What is the break-even point for both rental cars, include the mileage and cost.
My answer for the first part: Let x = number of miles driven. Let y = cost to rent cars

l70970

## To calculate the cost of renting each car, we can use the given information:

For the Honda:

Cost per day = \$25
Cost per mile = \$0.24

The cost equation for the Honda would be:
Cost = \$25 (day) + \$0.24 (mileage)

For the Toyota:

Cost per day = \$31
Cost per mile = \$0.19

The cost equation for the Toyota would be:
Cost = \$31 (day) + \$0.19 (mileage)

Now let's use these equations to determine which car would be the better choice for different scenarios.

1. One-way drive from Monterey to San Francisco:
Given that the distance from Monterey to San Francisco is 110 miles, we can substitute x = 110 into the cost equations for both cars and compare the results to find the cheaper option.

For the Honda:
Cost = \$25 (day) + \$0.24 (110 miles)
Cost = \$25 + \$26.40
Cost = \$51.40

For the Toyota:
Cost = \$31 (day) + \$0.19 (110 miles)
Cost = \$31 + \$20.90
Cost = \$51.90

In this case, the Honda would be the better choice as it is slightly cheaper.

2. Round-trip drive from Monterey to San Francisco and back:
Since this is a round-trip, the distance traveled would be double the one-way distance, which is 220 miles.
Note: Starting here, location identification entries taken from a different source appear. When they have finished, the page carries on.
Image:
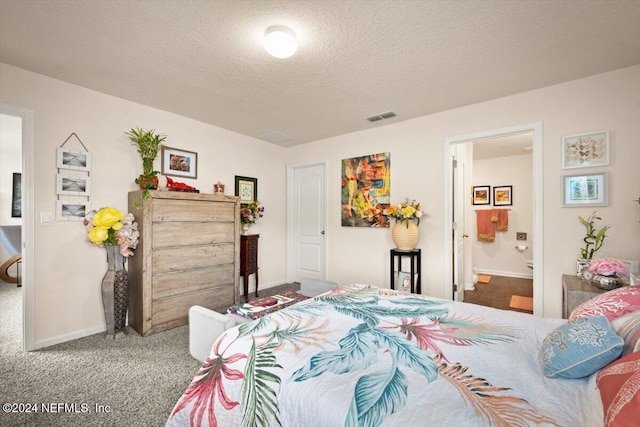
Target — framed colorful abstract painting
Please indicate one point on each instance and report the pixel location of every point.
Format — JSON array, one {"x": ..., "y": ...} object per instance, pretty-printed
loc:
[{"x": 365, "y": 190}]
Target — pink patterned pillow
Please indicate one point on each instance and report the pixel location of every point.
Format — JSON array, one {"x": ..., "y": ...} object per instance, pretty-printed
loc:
[
  {"x": 619, "y": 386},
  {"x": 612, "y": 304}
]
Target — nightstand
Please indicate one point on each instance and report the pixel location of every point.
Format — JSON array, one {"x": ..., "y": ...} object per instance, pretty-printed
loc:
[
  {"x": 249, "y": 261},
  {"x": 575, "y": 291}
]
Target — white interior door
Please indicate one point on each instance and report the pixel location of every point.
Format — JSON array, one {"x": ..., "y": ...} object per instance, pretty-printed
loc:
[
  {"x": 306, "y": 194},
  {"x": 458, "y": 228}
]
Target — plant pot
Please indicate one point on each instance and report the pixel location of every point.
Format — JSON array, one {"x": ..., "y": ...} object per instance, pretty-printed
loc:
[
  {"x": 115, "y": 292},
  {"x": 405, "y": 235}
]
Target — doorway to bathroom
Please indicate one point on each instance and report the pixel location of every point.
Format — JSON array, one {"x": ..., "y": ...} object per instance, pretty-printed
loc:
[{"x": 493, "y": 162}]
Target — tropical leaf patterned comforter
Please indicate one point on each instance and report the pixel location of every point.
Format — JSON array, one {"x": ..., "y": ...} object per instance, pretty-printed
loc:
[{"x": 364, "y": 356}]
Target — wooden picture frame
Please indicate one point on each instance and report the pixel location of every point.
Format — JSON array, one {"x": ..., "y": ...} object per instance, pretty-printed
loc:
[
  {"x": 246, "y": 189},
  {"x": 73, "y": 185},
  {"x": 182, "y": 163},
  {"x": 73, "y": 159},
  {"x": 481, "y": 195},
  {"x": 16, "y": 196},
  {"x": 585, "y": 190},
  {"x": 71, "y": 210},
  {"x": 503, "y": 195},
  {"x": 585, "y": 150}
]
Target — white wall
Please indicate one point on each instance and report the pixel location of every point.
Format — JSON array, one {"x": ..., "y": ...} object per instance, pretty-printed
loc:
[
  {"x": 501, "y": 256},
  {"x": 69, "y": 269},
  {"x": 609, "y": 101}
]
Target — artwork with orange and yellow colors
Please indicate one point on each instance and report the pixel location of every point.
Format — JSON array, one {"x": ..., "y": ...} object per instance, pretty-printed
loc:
[{"x": 365, "y": 190}]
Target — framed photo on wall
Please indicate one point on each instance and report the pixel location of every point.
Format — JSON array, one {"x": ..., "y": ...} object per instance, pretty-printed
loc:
[
  {"x": 585, "y": 150},
  {"x": 481, "y": 195},
  {"x": 74, "y": 159},
  {"x": 71, "y": 210},
  {"x": 73, "y": 185},
  {"x": 583, "y": 190},
  {"x": 503, "y": 195},
  {"x": 246, "y": 189},
  {"x": 177, "y": 162}
]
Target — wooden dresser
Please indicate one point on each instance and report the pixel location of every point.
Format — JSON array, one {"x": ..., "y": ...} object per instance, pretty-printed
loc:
[
  {"x": 188, "y": 255},
  {"x": 249, "y": 261}
]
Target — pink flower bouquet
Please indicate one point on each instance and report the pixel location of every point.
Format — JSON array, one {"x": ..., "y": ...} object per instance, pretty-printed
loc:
[{"x": 608, "y": 267}]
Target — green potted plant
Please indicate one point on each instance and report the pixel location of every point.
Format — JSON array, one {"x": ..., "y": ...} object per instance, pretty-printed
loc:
[
  {"x": 148, "y": 143},
  {"x": 593, "y": 241}
]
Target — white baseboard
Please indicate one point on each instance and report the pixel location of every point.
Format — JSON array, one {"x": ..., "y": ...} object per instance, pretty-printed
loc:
[
  {"x": 507, "y": 274},
  {"x": 69, "y": 337}
]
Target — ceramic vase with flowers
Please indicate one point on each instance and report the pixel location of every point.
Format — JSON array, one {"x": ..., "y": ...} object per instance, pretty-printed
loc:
[
  {"x": 405, "y": 232},
  {"x": 118, "y": 234},
  {"x": 606, "y": 273},
  {"x": 249, "y": 214}
]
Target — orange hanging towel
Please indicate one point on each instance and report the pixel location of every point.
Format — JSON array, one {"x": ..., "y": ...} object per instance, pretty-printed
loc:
[
  {"x": 503, "y": 220},
  {"x": 486, "y": 228}
]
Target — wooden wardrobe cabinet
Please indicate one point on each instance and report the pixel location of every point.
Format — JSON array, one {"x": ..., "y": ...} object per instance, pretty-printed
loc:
[{"x": 188, "y": 255}]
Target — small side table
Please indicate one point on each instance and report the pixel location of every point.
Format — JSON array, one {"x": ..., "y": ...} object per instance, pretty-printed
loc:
[
  {"x": 249, "y": 261},
  {"x": 416, "y": 268},
  {"x": 575, "y": 291}
]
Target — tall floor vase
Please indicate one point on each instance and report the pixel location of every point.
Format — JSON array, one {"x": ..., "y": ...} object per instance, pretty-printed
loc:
[
  {"x": 405, "y": 235},
  {"x": 115, "y": 293}
]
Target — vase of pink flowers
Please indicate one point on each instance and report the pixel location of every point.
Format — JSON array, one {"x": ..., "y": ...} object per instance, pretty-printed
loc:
[{"x": 606, "y": 273}]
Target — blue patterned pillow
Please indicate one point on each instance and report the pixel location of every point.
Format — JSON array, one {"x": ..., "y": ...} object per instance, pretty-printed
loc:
[{"x": 580, "y": 347}]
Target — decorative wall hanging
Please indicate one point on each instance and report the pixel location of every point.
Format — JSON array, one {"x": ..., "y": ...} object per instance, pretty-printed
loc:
[
  {"x": 177, "y": 162},
  {"x": 16, "y": 196},
  {"x": 585, "y": 150},
  {"x": 71, "y": 210},
  {"x": 581, "y": 190},
  {"x": 73, "y": 186},
  {"x": 365, "y": 190},
  {"x": 503, "y": 195},
  {"x": 481, "y": 195},
  {"x": 246, "y": 189}
]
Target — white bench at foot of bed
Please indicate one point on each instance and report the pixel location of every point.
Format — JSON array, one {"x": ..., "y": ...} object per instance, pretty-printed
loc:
[{"x": 205, "y": 325}]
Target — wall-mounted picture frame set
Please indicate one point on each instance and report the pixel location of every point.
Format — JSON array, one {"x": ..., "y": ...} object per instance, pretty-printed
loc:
[
  {"x": 177, "y": 162},
  {"x": 585, "y": 150},
  {"x": 503, "y": 195},
  {"x": 246, "y": 189},
  {"x": 585, "y": 190},
  {"x": 481, "y": 195},
  {"x": 72, "y": 210}
]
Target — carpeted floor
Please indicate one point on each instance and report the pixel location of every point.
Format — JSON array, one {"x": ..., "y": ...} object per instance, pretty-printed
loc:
[
  {"x": 497, "y": 293},
  {"x": 93, "y": 381}
]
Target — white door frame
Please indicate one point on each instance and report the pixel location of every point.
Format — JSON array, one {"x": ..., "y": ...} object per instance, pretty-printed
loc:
[
  {"x": 28, "y": 222},
  {"x": 536, "y": 129},
  {"x": 291, "y": 199}
]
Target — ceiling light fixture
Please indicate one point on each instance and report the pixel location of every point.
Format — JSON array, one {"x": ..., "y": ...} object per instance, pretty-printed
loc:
[{"x": 280, "y": 41}]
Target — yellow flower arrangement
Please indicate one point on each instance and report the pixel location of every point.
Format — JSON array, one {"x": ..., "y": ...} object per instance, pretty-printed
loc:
[
  {"x": 404, "y": 212},
  {"x": 109, "y": 226}
]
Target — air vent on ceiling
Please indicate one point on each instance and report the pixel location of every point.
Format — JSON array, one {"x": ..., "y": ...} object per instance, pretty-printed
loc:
[
  {"x": 381, "y": 116},
  {"x": 276, "y": 138}
]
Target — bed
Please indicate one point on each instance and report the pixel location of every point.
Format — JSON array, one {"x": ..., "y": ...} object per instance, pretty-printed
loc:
[{"x": 364, "y": 356}]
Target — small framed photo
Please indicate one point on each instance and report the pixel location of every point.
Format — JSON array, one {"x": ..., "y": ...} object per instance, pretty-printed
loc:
[
  {"x": 503, "y": 195},
  {"x": 71, "y": 210},
  {"x": 74, "y": 159},
  {"x": 177, "y": 162},
  {"x": 581, "y": 190},
  {"x": 73, "y": 185},
  {"x": 585, "y": 150},
  {"x": 404, "y": 281},
  {"x": 247, "y": 189},
  {"x": 482, "y": 195}
]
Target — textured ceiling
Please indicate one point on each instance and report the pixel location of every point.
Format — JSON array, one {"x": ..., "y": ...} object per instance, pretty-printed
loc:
[{"x": 204, "y": 59}]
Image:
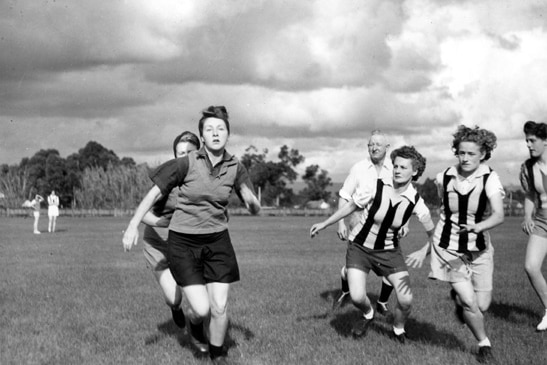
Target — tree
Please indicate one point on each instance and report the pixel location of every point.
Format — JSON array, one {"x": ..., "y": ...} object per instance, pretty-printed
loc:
[
  {"x": 95, "y": 155},
  {"x": 317, "y": 184},
  {"x": 271, "y": 178}
]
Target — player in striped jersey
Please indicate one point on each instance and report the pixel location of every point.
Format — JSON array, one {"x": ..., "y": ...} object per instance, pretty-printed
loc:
[
  {"x": 374, "y": 242},
  {"x": 364, "y": 175},
  {"x": 533, "y": 179},
  {"x": 462, "y": 253}
]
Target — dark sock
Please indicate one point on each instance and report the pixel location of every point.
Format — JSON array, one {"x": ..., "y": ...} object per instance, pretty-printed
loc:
[
  {"x": 385, "y": 292},
  {"x": 215, "y": 351},
  {"x": 345, "y": 285},
  {"x": 197, "y": 331}
]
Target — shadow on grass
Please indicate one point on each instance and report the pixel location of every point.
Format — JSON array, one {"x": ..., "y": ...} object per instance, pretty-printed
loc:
[
  {"x": 418, "y": 331},
  {"x": 511, "y": 312},
  {"x": 170, "y": 329}
]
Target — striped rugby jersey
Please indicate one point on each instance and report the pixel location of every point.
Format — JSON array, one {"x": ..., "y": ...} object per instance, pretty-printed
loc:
[
  {"x": 384, "y": 213},
  {"x": 465, "y": 201},
  {"x": 534, "y": 182}
]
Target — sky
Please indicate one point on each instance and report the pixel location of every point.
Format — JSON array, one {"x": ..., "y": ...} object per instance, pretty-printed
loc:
[{"x": 317, "y": 76}]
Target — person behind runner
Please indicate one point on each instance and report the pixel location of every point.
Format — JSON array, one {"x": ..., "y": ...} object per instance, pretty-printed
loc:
[
  {"x": 374, "y": 241},
  {"x": 155, "y": 238},
  {"x": 533, "y": 181},
  {"x": 364, "y": 174},
  {"x": 52, "y": 211},
  {"x": 201, "y": 256},
  {"x": 462, "y": 253},
  {"x": 35, "y": 205}
]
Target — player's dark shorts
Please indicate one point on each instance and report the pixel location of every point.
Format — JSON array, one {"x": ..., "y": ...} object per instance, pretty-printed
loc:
[
  {"x": 382, "y": 262},
  {"x": 540, "y": 223},
  {"x": 198, "y": 259}
]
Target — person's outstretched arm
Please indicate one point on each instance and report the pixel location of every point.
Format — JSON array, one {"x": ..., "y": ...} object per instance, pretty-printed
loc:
[{"x": 131, "y": 234}]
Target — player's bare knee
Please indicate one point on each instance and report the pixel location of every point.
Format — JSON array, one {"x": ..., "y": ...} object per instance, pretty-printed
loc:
[{"x": 218, "y": 310}]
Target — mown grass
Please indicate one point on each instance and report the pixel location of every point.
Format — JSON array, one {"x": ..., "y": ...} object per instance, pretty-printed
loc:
[{"x": 74, "y": 297}]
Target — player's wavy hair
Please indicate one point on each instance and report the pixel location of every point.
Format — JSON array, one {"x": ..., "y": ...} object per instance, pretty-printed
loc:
[
  {"x": 485, "y": 139},
  {"x": 410, "y": 153},
  {"x": 219, "y": 112},
  {"x": 185, "y": 136},
  {"x": 536, "y": 129}
]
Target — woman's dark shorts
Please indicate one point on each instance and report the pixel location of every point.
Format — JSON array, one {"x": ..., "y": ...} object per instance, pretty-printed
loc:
[
  {"x": 198, "y": 259},
  {"x": 382, "y": 262}
]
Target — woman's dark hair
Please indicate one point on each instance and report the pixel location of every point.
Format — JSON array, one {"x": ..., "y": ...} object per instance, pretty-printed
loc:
[
  {"x": 485, "y": 139},
  {"x": 410, "y": 153},
  {"x": 219, "y": 112},
  {"x": 536, "y": 129},
  {"x": 185, "y": 136}
]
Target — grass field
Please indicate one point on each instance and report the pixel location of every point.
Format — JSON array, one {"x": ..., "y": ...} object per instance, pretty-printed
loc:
[{"x": 74, "y": 297}]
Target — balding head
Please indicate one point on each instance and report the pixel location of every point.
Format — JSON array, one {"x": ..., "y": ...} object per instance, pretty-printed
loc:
[{"x": 377, "y": 146}]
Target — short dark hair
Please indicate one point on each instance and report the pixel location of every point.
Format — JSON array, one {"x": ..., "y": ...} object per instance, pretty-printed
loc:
[
  {"x": 535, "y": 129},
  {"x": 185, "y": 136},
  {"x": 485, "y": 139},
  {"x": 219, "y": 112},
  {"x": 410, "y": 153}
]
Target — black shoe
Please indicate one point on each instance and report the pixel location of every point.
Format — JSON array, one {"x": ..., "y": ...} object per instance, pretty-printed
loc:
[
  {"x": 360, "y": 327},
  {"x": 220, "y": 360},
  {"x": 198, "y": 338},
  {"x": 402, "y": 338},
  {"x": 340, "y": 300},
  {"x": 458, "y": 311},
  {"x": 485, "y": 355},
  {"x": 178, "y": 317},
  {"x": 382, "y": 308}
]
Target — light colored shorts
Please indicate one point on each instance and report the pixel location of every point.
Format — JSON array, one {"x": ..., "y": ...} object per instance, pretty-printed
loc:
[
  {"x": 155, "y": 248},
  {"x": 53, "y": 211},
  {"x": 454, "y": 267}
]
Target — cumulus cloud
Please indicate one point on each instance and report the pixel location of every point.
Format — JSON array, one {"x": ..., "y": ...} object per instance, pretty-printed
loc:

We can substitute x = 220 into the cost equations and compare the results.

For the Honda:
Cost = \$25 (day) + \$0.24 (220 miles)
Cost = \$25 + \$52.80
Cost = \$77.80

For the Toyota:
Cost = \$31 (day) + \$0.19 (220 miles)
Cost = \$31 + \$41.80
Cost = \$72.80

In this case, the Toyota would be the better choice as it is cheaper.

3. Break-even point:
To find the break-even point for both rental cars, we can set the cost equations equal to each other and solve for x (mileage).

For the Honda and Toyota:
\$25 + \$0.24x = \$31 + \$0.19x

Simplifying the equation:
\$0.05x = \$6
x = \$6 / \$0.05
x = 120 miles

Therefore, the break-even point for both rental cars is 120 miles. If you drive more than 120 miles, the Toyota would be cheaper, and if you drive less than 120 miles, the Honda would be cheaper.